New year resolutions are seldom kept beyond Burns Night and normally involve giving up something that you like. So how about one for 2020 that will commit you to taking soil samples in January? Putting in place a coherent soil management plan is key to improving the productivity of your soils, and without the knowledge gained from a soil test this cannot be done.
A simple testing protocol should include:
1) Retesting is done every 3 or 4 years; this initially should include the soil textural classification of the soil. This will show the size of the clay, silt and sand fractions.
2) Testing is done between October and February at least two months after any fertiliser or FYM applications.
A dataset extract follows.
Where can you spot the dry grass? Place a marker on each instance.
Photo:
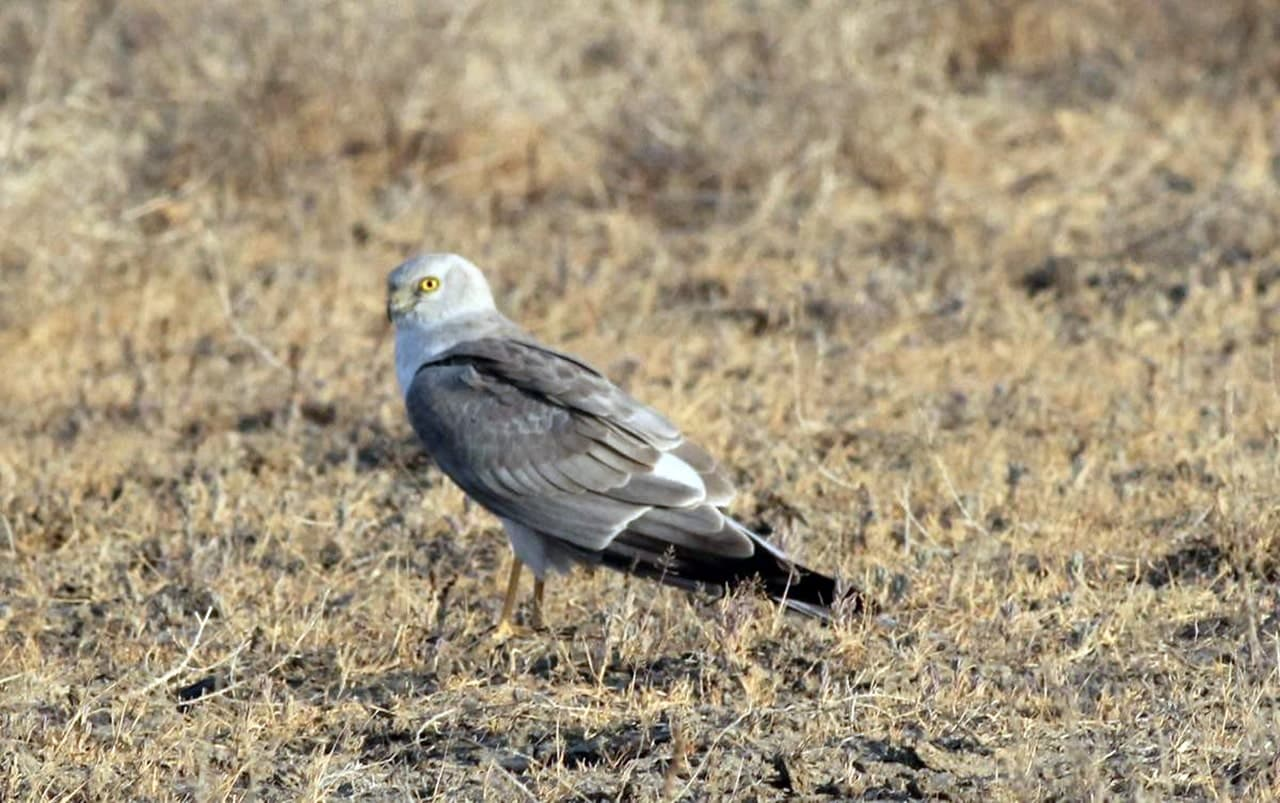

3) That the same laboratory is used every time, as it avoids any issue of differences in lab protocols.
4) Samples should be taken uniformly across the soil profile to 15 cm in depth.
5) Results for P, K and Mg are reported on a Mg / litre basis and not simply as indices.
6) Measure the soil carbon. This can be calculated from measuring the Soil Organic Matter (SOM) as calculated by loss on Ignition. Soil Carbon is then calculated as being 58% of the soil organic matter.
Armed with the percentage clay in a sample and the SOM, it is possible to determine how healthy the soil is. Soil quality can be assessed by the ratio of clay to soil carbon with a ratio of below 8 being ideal and above 15 as being degraded. For arable soils a figure of 10 seems sensible. The advantage of this as a measure, is that its takes into consideration the clay content and it’s the clay component that helps to hold the carbon in the soil.